Wednesday, April 19, 2017

Naive Bayes Classifier in Java Tutorial

Lately I've been implementing some machine learning using the Naive Bayes algorithm in Java. I wanted a side project to get under the hood with Java and this has also co-incided with courses in probability theory I've been taking. There are also a lot of Python tutorials online for writing this type of classifier but not a lot in the Java realm. While Java isn't used a lot in analytics compared to Python and R, it is used a lot in data engineering pipelines so hopefully this might be useful contribution.

Some of the math involved


This classifier is based around Bayes Theorem which underpins a lot of conditional statistics and describes the probability of an event, based on prior knowledge of conditions that might be related to the event. Where X and Y are events and P(B) ≠ 0, the likelihood of event X occurring given Y has occurred is as follows.

$$ P(X|Y) = \dfrac{P(Y|X)P(X)}{P(Y)} $$

Probability theory is fundamental to a lot of machine learning but that isn't the focus of the tutorial. What is important is how does this work as a machine learning classifier? The equation that we'll be using within the code is the normal distribution approximation (or event model) to the Naive Bayes classifier. This uses the probability density function described below. Probability density functions are used for numerical data and describe the probability of a random variable occurring within a given distribution. This requires that we know the standard deviation and mean of each variable in the training set in order to model that distribution. These are easily found and we will be calculating these for the vectors associated with each class labels (0 and 1 in this case) we can predict the probability of a random variable as belonging to one or the other class.

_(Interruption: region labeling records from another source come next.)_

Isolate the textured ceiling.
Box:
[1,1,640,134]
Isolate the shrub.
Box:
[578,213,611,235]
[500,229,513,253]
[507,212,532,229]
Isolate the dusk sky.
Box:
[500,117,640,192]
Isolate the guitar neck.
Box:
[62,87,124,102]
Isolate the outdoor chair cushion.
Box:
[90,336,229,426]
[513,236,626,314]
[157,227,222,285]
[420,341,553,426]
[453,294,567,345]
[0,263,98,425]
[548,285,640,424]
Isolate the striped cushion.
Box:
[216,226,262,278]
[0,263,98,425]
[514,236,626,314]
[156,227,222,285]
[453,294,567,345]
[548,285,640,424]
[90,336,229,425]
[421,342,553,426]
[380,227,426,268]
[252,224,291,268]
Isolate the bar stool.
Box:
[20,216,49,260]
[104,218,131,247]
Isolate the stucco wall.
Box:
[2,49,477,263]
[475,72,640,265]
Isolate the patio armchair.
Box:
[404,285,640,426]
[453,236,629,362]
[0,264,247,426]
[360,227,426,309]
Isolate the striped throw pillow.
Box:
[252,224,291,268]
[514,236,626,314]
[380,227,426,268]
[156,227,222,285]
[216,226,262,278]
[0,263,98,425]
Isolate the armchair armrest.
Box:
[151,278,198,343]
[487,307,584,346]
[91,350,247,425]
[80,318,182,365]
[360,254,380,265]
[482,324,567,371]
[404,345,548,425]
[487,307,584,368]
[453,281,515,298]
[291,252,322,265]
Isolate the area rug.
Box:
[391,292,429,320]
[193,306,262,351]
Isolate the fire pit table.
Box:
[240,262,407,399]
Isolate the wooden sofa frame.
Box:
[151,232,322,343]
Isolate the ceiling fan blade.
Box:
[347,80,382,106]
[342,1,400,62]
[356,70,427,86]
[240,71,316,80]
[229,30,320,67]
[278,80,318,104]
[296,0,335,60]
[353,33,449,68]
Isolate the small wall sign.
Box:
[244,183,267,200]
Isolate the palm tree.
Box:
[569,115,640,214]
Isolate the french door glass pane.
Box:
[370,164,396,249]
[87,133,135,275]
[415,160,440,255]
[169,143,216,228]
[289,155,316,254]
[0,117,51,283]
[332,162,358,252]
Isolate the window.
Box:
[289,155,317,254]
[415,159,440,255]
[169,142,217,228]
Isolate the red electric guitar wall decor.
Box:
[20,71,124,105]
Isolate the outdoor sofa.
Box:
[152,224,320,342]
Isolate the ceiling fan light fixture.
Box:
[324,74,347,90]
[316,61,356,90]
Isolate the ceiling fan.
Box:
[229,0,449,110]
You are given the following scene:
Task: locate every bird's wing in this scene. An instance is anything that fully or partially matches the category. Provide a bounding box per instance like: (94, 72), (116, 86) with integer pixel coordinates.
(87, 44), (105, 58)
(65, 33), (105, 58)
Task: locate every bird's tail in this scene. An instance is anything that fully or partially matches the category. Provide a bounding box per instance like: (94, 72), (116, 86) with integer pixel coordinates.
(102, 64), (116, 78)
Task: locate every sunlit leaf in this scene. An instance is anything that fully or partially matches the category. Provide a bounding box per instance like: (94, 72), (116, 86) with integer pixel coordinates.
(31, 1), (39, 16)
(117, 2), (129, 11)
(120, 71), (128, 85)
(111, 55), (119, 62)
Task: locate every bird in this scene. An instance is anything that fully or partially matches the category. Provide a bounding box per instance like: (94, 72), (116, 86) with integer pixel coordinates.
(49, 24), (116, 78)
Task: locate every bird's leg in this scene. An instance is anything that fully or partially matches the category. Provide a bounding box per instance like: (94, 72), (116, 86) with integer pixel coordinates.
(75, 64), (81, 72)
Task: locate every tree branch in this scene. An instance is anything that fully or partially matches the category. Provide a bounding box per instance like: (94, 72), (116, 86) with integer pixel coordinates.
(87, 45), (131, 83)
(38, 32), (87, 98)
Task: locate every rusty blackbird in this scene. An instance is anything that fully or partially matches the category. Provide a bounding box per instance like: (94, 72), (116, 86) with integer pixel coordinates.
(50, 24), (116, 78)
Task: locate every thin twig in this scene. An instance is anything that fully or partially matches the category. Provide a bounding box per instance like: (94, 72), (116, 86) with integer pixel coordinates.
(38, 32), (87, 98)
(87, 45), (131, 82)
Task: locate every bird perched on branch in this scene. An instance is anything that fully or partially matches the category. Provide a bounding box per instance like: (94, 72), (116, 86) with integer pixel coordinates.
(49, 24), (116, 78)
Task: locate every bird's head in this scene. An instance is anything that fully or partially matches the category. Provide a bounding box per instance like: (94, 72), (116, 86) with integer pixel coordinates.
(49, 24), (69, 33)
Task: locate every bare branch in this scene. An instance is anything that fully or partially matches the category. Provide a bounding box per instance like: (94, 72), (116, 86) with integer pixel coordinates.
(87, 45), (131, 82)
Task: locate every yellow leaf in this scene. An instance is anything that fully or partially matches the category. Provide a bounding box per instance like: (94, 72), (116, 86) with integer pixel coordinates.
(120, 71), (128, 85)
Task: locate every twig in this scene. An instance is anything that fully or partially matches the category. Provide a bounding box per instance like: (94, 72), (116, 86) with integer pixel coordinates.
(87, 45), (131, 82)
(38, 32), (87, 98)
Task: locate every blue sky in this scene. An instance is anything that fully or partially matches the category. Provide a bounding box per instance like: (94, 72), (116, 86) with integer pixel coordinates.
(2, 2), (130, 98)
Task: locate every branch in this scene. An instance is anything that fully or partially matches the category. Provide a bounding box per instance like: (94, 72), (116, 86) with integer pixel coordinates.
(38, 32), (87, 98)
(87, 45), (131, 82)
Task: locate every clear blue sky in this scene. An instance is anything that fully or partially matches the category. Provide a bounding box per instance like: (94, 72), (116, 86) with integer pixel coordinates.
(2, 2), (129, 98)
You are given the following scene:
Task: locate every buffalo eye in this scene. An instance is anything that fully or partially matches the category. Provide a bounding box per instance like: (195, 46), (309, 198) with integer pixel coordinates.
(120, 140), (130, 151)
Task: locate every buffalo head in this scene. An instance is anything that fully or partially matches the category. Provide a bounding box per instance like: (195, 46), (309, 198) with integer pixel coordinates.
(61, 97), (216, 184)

$$ \displaystyle pdf = \frac{1}{\sigma_1^2 \sqrt{2 \pi}}\ e^{-\frac{(x-\mu)^2}{2 \sigma^2}} $$

The thing that can be difficult to grasp initially is how the decision is made for the individual classes and one that I've often found explained poorly from a beginners perspective. Even if we have an equation that determines the probability of one variable occurring within a certain distribution, how can each vector be assigned a class label. Assuming our class labels are Y and the variables in our vector are X1...Xn, then the naive bayes algorithm can be simplified to assume that each of the vectors are independent from each other which just means there is no influence between them that can determine them belonging to either class label.

$$ P(X_1...X_n|Y) = \prod_{i=1}^n P(X_i|Y) $$

This equation implies that the product of all individual probabilities in the vector will give us a overall probability of all the variables being as they are for a specific class label. As we will calculate the individual probability of each variable in the vector using the normal distribution approximation above, it's a matter or multiplying these for the mean and standard deviation associated with each class label. Once we have these values, the one with the highest probability is chosen as the predicted class.

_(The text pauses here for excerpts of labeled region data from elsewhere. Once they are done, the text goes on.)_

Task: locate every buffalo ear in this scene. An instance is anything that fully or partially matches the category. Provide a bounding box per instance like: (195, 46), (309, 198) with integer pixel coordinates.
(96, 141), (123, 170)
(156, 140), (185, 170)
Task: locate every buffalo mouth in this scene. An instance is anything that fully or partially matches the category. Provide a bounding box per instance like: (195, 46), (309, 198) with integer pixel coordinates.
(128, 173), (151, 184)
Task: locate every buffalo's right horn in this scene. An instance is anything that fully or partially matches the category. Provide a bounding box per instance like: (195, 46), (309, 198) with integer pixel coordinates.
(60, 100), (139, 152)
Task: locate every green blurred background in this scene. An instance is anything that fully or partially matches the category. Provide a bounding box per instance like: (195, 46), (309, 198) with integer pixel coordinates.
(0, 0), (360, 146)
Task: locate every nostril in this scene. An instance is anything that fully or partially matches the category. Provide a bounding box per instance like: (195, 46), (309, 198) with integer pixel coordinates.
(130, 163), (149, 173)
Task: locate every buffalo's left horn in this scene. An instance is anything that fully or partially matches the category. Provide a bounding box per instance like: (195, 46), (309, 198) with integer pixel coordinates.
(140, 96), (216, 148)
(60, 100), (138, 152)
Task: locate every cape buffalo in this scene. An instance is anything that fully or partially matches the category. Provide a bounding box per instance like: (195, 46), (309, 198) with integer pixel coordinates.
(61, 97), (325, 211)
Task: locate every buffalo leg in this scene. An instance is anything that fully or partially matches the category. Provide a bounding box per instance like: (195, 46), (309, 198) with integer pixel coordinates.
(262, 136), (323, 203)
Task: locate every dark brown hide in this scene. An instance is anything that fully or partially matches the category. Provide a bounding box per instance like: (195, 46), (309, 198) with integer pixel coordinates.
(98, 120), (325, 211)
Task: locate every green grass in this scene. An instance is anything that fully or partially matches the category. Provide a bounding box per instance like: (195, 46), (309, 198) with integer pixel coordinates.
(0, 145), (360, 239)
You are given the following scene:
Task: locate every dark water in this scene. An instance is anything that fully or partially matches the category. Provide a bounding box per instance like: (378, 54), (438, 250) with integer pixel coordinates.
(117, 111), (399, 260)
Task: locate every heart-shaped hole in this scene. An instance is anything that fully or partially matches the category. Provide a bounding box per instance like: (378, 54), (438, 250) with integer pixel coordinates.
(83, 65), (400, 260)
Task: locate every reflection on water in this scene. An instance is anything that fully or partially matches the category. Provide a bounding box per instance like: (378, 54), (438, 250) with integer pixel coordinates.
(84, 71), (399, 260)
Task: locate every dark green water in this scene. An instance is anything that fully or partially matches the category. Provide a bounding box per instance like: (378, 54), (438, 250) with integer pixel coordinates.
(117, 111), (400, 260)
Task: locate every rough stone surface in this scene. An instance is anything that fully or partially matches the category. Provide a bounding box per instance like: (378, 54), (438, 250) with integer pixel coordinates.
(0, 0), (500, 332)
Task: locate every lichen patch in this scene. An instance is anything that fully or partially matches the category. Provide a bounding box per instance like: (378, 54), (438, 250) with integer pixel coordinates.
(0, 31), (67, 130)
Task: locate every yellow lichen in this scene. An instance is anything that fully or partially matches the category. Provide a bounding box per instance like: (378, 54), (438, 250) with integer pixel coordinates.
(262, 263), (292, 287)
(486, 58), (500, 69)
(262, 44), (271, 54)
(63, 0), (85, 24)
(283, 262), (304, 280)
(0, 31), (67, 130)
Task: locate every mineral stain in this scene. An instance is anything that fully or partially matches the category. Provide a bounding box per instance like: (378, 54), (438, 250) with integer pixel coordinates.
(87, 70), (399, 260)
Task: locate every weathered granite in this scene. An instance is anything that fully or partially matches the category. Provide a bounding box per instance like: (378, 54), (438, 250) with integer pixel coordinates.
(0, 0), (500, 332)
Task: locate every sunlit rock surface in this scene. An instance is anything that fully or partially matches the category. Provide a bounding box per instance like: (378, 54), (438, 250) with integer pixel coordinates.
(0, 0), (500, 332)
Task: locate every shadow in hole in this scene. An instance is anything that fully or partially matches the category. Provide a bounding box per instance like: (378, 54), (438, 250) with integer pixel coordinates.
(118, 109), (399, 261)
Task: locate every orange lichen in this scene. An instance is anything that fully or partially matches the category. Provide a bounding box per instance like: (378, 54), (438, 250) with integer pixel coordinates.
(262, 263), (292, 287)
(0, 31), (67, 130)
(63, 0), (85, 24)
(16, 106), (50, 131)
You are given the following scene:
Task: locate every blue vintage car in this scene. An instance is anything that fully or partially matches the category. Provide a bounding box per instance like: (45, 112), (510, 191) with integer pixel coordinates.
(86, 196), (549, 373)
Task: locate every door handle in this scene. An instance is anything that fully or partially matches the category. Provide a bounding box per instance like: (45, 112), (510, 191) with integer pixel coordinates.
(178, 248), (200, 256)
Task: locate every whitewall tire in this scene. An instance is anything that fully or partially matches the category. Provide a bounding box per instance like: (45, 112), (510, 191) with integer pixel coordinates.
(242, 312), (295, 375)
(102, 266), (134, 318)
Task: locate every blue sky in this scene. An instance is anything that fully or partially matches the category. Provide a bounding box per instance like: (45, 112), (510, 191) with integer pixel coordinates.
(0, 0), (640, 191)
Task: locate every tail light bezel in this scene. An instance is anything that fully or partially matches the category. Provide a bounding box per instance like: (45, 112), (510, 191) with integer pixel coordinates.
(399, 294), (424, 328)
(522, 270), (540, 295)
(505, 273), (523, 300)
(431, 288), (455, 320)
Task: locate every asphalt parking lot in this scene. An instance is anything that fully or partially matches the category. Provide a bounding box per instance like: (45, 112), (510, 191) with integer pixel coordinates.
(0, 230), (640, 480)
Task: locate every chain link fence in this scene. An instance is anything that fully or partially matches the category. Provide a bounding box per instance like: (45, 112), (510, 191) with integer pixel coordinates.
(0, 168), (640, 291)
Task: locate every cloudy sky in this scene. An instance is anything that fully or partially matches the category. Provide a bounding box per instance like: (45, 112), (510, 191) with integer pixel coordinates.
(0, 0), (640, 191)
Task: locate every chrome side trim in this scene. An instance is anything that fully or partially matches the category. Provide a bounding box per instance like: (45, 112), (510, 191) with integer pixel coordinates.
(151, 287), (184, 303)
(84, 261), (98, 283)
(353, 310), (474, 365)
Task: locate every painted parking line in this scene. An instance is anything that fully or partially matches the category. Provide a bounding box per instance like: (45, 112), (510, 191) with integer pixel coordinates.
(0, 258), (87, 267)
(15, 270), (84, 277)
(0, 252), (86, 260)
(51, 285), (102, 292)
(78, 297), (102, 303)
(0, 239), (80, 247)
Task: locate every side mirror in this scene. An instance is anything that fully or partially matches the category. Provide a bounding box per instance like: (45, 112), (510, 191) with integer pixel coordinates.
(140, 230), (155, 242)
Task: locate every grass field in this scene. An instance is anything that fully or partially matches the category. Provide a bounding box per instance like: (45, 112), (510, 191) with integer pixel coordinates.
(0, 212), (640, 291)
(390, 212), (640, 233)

From a programming point of view, it's easier to see how these pieces fit together, so the diagram below does some of that work in showing how the statistics work on the flow of the data.

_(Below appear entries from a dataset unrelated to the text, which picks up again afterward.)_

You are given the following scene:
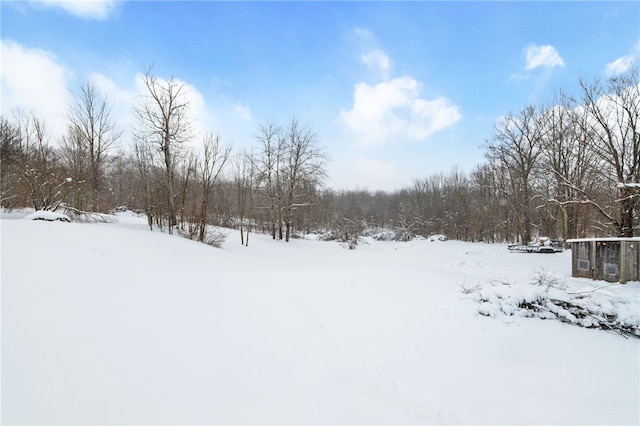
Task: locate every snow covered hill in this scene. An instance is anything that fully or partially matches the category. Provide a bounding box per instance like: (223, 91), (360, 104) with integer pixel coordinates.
(0, 214), (640, 424)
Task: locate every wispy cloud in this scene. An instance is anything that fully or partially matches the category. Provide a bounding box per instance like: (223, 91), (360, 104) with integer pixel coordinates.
(340, 76), (462, 145)
(525, 45), (564, 71)
(0, 40), (72, 137)
(30, 0), (123, 21)
(361, 49), (391, 80)
(605, 40), (640, 76)
(350, 157), (406, 190)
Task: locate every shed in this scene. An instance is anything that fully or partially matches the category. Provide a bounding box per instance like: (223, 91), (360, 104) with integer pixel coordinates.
(567, 237), (640, 284)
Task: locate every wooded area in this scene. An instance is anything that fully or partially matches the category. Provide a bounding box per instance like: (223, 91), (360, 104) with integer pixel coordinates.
(0, 68), (640, 247)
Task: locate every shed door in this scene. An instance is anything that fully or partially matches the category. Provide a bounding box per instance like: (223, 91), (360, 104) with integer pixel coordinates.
(596, 241), (620, 282)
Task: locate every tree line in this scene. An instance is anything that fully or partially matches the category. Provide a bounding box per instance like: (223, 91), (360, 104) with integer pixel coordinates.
(0, 69), (640, 248)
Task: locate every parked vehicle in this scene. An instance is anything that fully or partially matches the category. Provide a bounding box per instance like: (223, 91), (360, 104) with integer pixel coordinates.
(507, 237), (562, 253)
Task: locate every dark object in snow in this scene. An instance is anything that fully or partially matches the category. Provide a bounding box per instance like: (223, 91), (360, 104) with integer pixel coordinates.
(567, 237), (640, 284)
(508, 237), (562, 253)
(24, 210), (71, 222)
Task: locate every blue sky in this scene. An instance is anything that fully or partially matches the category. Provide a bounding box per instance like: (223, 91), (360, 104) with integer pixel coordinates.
(0, 1), (640, 190)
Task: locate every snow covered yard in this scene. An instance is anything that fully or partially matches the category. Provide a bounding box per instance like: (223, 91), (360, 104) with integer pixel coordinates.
(0, 211), (640, 424)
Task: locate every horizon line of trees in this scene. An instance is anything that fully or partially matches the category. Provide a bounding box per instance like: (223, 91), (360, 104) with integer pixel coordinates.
(0, 68), (640, 248)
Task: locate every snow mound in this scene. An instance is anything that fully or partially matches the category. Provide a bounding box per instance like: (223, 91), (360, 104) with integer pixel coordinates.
(463, 283), (640, 338)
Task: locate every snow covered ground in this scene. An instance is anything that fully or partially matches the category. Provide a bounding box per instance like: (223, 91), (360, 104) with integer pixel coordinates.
(0, 214), (640, 424)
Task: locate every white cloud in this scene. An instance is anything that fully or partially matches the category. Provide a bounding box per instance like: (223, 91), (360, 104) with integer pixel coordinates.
(340, 76), (462, 145)
(605, 40), (640, 76)
(525, 45), (564, 71)
(0, 40), (71, 137)
(361, 49), (391, 80)
(352, 157), (406, 190)
(31, 0), (122, 20)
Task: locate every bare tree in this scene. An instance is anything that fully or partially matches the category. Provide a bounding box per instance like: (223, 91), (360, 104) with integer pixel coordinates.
(232, 153), (254, 246)
(251, 122), (285, 240)
(580, 68), (640, 237)
(134, 69), (192, 234)
(198, 133), (231, 241)
(487, 106), (545, 242)
(19, 114), (73, 211)
(284, 119), (326, 242)
(67, 82), (122, 211)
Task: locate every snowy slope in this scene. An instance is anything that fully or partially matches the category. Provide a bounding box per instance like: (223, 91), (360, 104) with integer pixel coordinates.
(0, 211), (640, 424)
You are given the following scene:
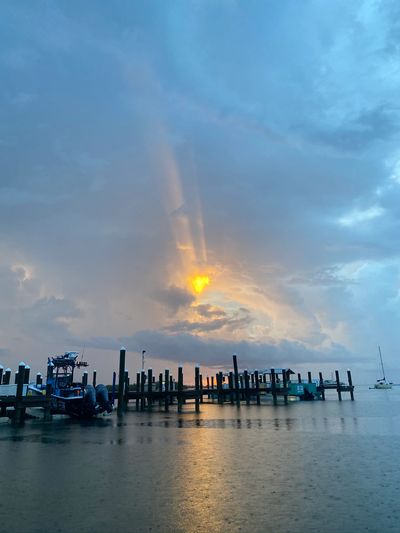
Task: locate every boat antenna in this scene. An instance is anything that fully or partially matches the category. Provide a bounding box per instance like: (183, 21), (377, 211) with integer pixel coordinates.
(378, 344), (386, 381)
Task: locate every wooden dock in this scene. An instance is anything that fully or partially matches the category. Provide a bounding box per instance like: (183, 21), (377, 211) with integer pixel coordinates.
(113, 349), (354, 415)
(0, 348), (354, 423)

Programming and code examples


The dataset I'll be using for testing is an implementation of Leo Breiman's twonorm example twonorm example which is a vector of 20 random variables from two normally distributed models that lie inside each other. This is a synthetic data set, so it will return a very high accuracy, however it works for the purpose of testing the classifier.

The program itself is split into four classes in addition to the public static void main class that is the standard main() class that Java executes at run time. Here is a list of the packages that I'll be using in the code which you may need to path if your IDE doesn't import them automatically. Thanks IntelliJ :)


CSVReader


The first class CSVReader contains a single method parseCSV that is used to import the data into an array of arrays. An ArrayList<ArrayList> to be exact. Not to be confused with regular arrays, ArrayLists are more flexible than standard Arrays since they are mutable. This data structure will be the basis of the program and mimicks a 2D matrix.

Java imports data via a BufferedReader and we define that as br and start reading in each line. Each row of the data contains a vector of numbers that are the numerical values for the variables (X1 ... Xn). The last entry is either a 0 or 1 and is the class label. This is the category that this vector belongs to.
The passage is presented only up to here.